- Born: 1954 (age 71–72) Lewiston, Maine, U.S.
- Genres: Blues
- Occupations: Musician; songwriter;
- Instruments: Bass guitar, double bass, piano
- Years active: 1970s–present
- Label: Various

= Michael "Mudcat" Ward =

American songwriter

Michael "Mudcat" Ward (born 1954) is an American blues bassist, pianist and songwriter. Primarily he plays both the double bass and bass guitar, although he has recorded tracks playing the piano. Ward has been a member of Sugar Ray and the Bluetones for over 40 years and has had concurrent spells with Ronnie Earl and the Broadcasters. Ward has gained two Blues Music Awards from the Blues Foundation, Memphis, TN in his own name, and has participated in the recording of over 60 albums.

Ward has played in the support band for Hubert Sumlin, Junior Wells, Buddy Guy, Memphis Slim, James Cotton, Lowell Fulson, Otis Rush, Big Mama Thornton, Big Walter Horton, J. B. Hutto, and Big Joe Turner, in addition to recording two albums with Pinetop Perkins.

==Biography==
He was born in Lewiston, Maine, United States. Ward attended Hampshire College in Amherst, Massachusetts, and undertook a Master's degree at Tufts University in Medford, Massachusetts. He befriended Ronnie Earl and, in 1978, they formed a band named the Hound Dogs who became the house band at the Speakeasy Blues Club in Cambridge, Massachusetts. They backed Big Mama Thornton among others, before Earl and Ward became part of the Broadcasters. Ward had previously had some live performances playing the piano, but when advised that the only band he could find playing the blues needed a bassist, he pawned his electric piano for a bass guitar and, within a week, was playing with them.

Baron Records issued the debut self-titled Sugar Ray and the Bluenotes album in 1980. Ward found himself with a split existence as the band, with usually a similar line-up, also performed as Ronnie Earl and the Broadcasters. That latter combination released their debut album, Deep Blues, in 1985. Earl decided to broaden the band's prominence by backing veteran blues musicians. Consequently, Ward had the experience of providing his bassist backing to Junior Wells, Big Walter Horton (with whom they recorded two albums), Otis Rush, Big Joe Turner, J. B. Hutto, Sunnyland Slim, Hubert Sumlin, and Roosevelt Sykes. Sugar Ray and the Bluetones record label also paid to fly Jimmy Rogers to New England for several shows and, when Rogers returned later, he asked Ward to play in his backing ensemble. Ward stated "those were like working vacations for him in the summertime".

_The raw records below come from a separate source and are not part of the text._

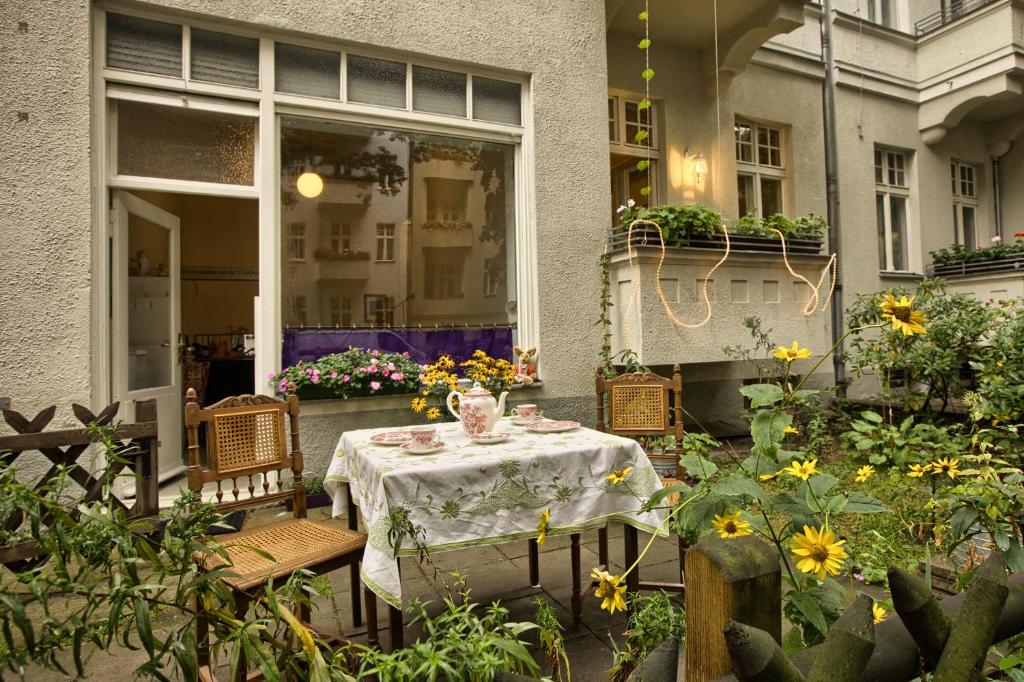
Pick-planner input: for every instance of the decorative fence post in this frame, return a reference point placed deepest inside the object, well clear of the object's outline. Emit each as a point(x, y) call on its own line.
point(735, 580)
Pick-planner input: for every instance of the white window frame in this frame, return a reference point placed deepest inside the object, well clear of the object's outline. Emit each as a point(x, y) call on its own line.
point(267, 105)
point(893, 179)
point(385, 243)
point(756, 170)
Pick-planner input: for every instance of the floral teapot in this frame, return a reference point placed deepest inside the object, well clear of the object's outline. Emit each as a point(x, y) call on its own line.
point(478, 411)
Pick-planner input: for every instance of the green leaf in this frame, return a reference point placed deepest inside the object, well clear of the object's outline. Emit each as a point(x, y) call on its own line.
point(768, 428)
point(698, 467)
point(738, 485)
point(809, 608)
point(762, 394)
point(858, 503)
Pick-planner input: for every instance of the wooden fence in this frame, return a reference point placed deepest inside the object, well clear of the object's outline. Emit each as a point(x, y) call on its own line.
point(64, 448)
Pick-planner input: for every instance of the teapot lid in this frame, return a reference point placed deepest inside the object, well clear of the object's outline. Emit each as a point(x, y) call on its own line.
point(477, 389)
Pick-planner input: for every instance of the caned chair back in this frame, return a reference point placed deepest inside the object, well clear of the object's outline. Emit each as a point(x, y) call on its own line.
point(246, 441)
point(643, 406)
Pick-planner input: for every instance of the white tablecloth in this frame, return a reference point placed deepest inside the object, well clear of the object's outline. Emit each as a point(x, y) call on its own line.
point(469, 495)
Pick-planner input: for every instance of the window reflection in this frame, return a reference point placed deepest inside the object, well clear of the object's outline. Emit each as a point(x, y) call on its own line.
point(410, 229)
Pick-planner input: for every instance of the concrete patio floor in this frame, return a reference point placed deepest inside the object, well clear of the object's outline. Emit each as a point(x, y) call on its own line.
point(497, 572)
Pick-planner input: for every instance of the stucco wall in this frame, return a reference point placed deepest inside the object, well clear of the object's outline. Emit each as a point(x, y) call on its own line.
point(45, 205)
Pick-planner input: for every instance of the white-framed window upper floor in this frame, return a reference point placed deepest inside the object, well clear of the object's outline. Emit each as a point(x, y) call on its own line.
point(964, 186)
point(634, 136)
point(892, 208)
point(761, 168)
point(210, 108)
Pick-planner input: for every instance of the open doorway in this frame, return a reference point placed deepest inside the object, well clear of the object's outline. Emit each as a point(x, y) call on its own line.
point(185, 275)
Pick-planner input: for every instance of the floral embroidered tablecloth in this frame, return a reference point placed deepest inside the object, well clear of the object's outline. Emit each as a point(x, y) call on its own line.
point(469, 495)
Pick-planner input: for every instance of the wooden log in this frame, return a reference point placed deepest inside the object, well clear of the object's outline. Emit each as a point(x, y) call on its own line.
point(849, 645)
point(757, 656)
point(974, 630)
point(921, 612)
point(728, 580)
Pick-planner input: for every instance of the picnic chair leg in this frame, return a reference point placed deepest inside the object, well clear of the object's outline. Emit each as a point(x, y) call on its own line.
point(602, 547)
point(535, 562)
point(577, 587)
point(372, 635)
point(355, 584)
point(632, 551)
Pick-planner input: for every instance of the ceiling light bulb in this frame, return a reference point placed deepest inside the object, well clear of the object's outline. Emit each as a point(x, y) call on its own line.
point(309, 184)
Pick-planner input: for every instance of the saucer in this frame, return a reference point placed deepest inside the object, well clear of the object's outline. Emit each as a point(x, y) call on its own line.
point(413, 450)
point(487, 437)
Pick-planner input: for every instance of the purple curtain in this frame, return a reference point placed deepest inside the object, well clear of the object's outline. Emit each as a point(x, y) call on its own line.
point(424, 345)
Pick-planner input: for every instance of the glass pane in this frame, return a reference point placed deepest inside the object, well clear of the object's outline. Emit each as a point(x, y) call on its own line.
point(438, 91)
point(376, 82)
point(413, 228)
point(970, 239)
point(306, 71)
point(184, 143)
point(744, 185)
point(150, 344)
point(897, 214)
point(136, 44)
point(220, 57)
point(771, 196)
point(880, 215)
point(496, 100)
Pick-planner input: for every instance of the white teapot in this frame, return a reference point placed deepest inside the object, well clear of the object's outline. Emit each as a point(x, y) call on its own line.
point(478, 411)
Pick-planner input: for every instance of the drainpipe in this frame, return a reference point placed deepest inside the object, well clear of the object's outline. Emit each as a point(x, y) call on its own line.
point(832, 189)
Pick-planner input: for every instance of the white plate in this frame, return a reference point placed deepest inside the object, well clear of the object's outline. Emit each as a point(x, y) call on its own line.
point(552, 427)
point(412, 450)
point(488, 437)
point(391, 437)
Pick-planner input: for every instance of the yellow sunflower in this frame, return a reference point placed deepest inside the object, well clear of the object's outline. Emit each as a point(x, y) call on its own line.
point(947, 466)
point(902, 315)
point(792, 353)
point(864, 472)
point(617, 477)
point(818, 552)
point(730, 526)
point(542, 527)
point(802, 470)
point(609, 590)
point(919, 470)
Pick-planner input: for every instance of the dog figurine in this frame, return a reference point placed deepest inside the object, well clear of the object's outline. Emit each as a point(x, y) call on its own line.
point(525, 369)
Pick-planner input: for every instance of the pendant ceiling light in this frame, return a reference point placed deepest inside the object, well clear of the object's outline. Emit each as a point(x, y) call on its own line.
point(309, 183)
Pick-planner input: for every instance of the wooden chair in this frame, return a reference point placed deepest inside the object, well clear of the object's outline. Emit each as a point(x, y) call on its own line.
point(246, 440)
point(642, 406)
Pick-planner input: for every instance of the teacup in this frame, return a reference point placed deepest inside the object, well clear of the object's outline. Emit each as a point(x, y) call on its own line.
point(525, 412)
point(423, 436)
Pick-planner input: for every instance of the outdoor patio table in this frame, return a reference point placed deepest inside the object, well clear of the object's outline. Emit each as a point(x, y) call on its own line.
point(470, 495)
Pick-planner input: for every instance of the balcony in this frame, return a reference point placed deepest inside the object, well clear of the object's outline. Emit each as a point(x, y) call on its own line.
point(748, 285)
point(341, 266)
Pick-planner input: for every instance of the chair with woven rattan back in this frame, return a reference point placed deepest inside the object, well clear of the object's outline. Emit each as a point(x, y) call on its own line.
point(647, 408)
point(247, 441)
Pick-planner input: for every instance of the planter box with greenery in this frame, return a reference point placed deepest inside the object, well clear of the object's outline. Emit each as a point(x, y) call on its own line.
point(698, 226)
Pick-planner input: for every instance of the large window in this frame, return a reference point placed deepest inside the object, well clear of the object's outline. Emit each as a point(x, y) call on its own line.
point(892, 196)
point(965, 190)
point(420, 227)
point(760, 169)
point(633, 137)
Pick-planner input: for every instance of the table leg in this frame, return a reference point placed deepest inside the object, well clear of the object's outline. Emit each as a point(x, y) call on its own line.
point(577, 587)
point(632, 551)
point(535, 563)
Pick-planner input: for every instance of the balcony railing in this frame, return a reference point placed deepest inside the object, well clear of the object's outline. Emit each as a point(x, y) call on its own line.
point(951, 11)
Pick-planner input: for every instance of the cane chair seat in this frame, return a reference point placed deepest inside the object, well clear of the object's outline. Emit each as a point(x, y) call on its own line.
point(294, 544)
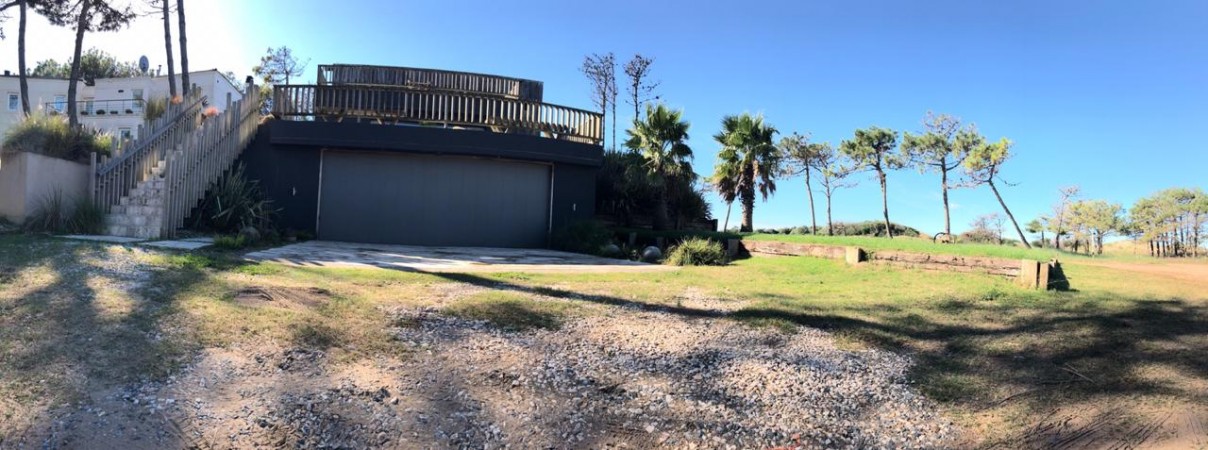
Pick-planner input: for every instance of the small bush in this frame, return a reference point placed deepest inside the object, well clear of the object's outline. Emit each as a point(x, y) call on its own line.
point(585, 237)
point(53, 214)
point(51, 135)
point(155, 109)
point(697, 251)
point(231, 241)
point(233, 204)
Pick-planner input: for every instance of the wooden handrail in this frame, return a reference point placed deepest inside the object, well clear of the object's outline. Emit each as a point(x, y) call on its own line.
point(401, 104)
point(433, 79)
point(133, 161)
point(158, 130)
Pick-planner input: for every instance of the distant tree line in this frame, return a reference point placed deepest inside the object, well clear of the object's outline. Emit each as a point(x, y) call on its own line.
point(1169, 222)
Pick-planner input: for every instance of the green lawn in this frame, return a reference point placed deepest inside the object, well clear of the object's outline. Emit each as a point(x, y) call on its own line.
point(919, 245)
point(993, 355)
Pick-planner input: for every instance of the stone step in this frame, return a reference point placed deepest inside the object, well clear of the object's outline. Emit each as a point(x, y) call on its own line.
point(140, 202)
point(133, 221)
point(133, 232)
point(138, 210)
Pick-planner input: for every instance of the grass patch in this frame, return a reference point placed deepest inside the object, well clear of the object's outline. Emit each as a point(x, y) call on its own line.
point(512, 311)
point(919, 245)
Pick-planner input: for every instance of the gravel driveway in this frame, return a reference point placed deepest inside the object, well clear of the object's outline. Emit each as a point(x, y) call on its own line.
point(627, 378)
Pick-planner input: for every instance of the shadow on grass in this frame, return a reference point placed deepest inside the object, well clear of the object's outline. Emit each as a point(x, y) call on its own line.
point(82, 326)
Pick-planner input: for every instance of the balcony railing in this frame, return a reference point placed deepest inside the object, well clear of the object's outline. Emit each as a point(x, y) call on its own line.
point(430, 79)
point(100, 107)
point(396, 105)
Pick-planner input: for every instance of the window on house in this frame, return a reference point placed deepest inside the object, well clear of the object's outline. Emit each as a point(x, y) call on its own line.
point(137, 94)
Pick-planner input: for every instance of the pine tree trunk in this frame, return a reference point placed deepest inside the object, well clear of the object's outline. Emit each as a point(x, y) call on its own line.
point(884, 203)
point(167, 45)
point(1009, 215)
point(81, 27)
point(830, 226)
point(186, 88)
point(944, 188)
point(813, 217)
point(21, 60)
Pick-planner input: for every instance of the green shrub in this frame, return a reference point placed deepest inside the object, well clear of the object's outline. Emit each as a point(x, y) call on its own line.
point(51, 135)
point(584, 237)
point(155, 109)
point(231, 241)
point(53, 214)
point(236, 203)
point(697, 251)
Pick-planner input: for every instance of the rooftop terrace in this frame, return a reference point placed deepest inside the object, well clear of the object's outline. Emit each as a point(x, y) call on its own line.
point(428, 97)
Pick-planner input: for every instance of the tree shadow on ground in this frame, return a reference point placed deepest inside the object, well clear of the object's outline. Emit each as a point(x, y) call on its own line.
point(85, 320)
point(982, 355)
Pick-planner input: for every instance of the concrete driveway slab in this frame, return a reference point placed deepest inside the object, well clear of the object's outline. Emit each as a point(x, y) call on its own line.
point(443, 259)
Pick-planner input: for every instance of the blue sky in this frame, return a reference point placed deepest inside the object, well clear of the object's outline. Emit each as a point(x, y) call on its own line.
point(1111, 95)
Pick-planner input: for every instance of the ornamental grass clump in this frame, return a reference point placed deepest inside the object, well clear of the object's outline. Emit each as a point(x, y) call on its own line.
point(697, 251)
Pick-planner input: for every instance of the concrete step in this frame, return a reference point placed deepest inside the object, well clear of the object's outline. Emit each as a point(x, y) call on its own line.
point(133, 221)
point(140, 202)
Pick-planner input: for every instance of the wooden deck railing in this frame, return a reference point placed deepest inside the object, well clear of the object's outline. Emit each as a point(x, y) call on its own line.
point(431, 79)
point(399, 104)
point(132, 161)
point(202, 157)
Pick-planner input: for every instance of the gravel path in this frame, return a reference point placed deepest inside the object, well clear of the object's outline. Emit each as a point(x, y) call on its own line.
point(628, 379)
point(617, 378)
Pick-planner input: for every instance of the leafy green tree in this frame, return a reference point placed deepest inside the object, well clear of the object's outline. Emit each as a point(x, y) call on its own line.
point(1037, 227)
point(85, 16)
point(1172, 221)
point(94, 64)
point(983, 165)
point(875, 148)
point(1097, 220)
point(748, 162)
point(942, 147)
point(832, 176)
point(660, 139)
point(277, 66)
point(800, 157)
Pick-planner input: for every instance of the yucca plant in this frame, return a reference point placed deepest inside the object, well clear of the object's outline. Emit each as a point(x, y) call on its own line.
point(236, 203)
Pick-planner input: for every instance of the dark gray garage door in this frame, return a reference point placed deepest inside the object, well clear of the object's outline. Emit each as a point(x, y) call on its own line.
point(393, 198)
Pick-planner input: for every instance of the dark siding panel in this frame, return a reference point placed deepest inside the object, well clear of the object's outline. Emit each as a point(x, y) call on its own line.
point(394, 198)
point(289, 176)
point(574, 194)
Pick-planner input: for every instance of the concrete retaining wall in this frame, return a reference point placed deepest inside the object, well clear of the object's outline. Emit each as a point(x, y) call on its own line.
point(28, 179)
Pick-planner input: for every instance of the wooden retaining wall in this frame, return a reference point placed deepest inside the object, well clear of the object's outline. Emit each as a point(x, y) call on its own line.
point(1028, 273)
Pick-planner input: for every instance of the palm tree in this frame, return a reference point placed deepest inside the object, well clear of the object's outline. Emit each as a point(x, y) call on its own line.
point(748, 162)
point(660, 140)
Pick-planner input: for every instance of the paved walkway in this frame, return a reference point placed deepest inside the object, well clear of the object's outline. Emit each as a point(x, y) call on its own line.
point(419, 258)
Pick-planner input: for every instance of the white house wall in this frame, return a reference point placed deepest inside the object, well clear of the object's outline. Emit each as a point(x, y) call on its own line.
point(42, 91)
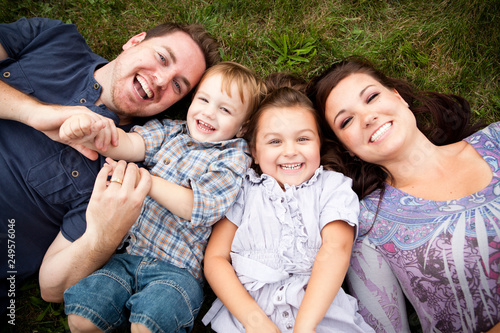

Over the years, Ward wrote a number of song that appeared on albums such as "Hope Valley" on Knockout (1989); "Burial Season" and "From Now on This Morning (11 September)", both from Sugar Ray and the Bluetones featuring Monster Mike Welch (2003); plus "(I'm Gonna Break Into) Folsom Prison" on Hands Across the Table (2005); and "It's Never as Bad as It Looks" on Living Tear to Tear (2014). In 1994, Ward organized the Rounder Records project for Dick Curless, which led to release of the final Curless album, Traveling Through. Ward played bass on the record; issued in 1995 before Curless died a few months later. Sugar Ray left the Bluenotes for a while in 1997, and created the opportunity for Ward to record albums with Eric Bibb, Rory Block and Maria Muldaur, plus more albums with Ronnie Earl, and in 1987 he appeared in the Hubert Sumlin documentary, Living The Blues.

Showing a different talent, Ward wrote a biography of Ellison Brown in 2006 entitled, Ellison "Tarzan" Brown: The Narragansett Indian That Twice Won the Boston Marathon.

In 2014, Ward joined another three of the band's original line-up to record the Bluetones album, Living Tear to Tear, which was issued by Severn Records. In 2016, the Bluenotes were inducted in the Rhode Island Music Hall of Fame. In the same year, Ward was nominated in the 'Instrumentalist - Bass' category at the Blues Music Awards, in which he was the recipient in both 2018 and 2020. In the 2021 Blues Music Awards, he has another nomination in the same category. The 'virtual' ceremony took place on June 6, 2021.

Ward has more than 60 album credits to date, including Sumlin's 2014 Grammy Award-nominated, About Them Shoes, plus Sugar Ray and the Bluetones album, Too Far from the Bar (Severn Records, 2020).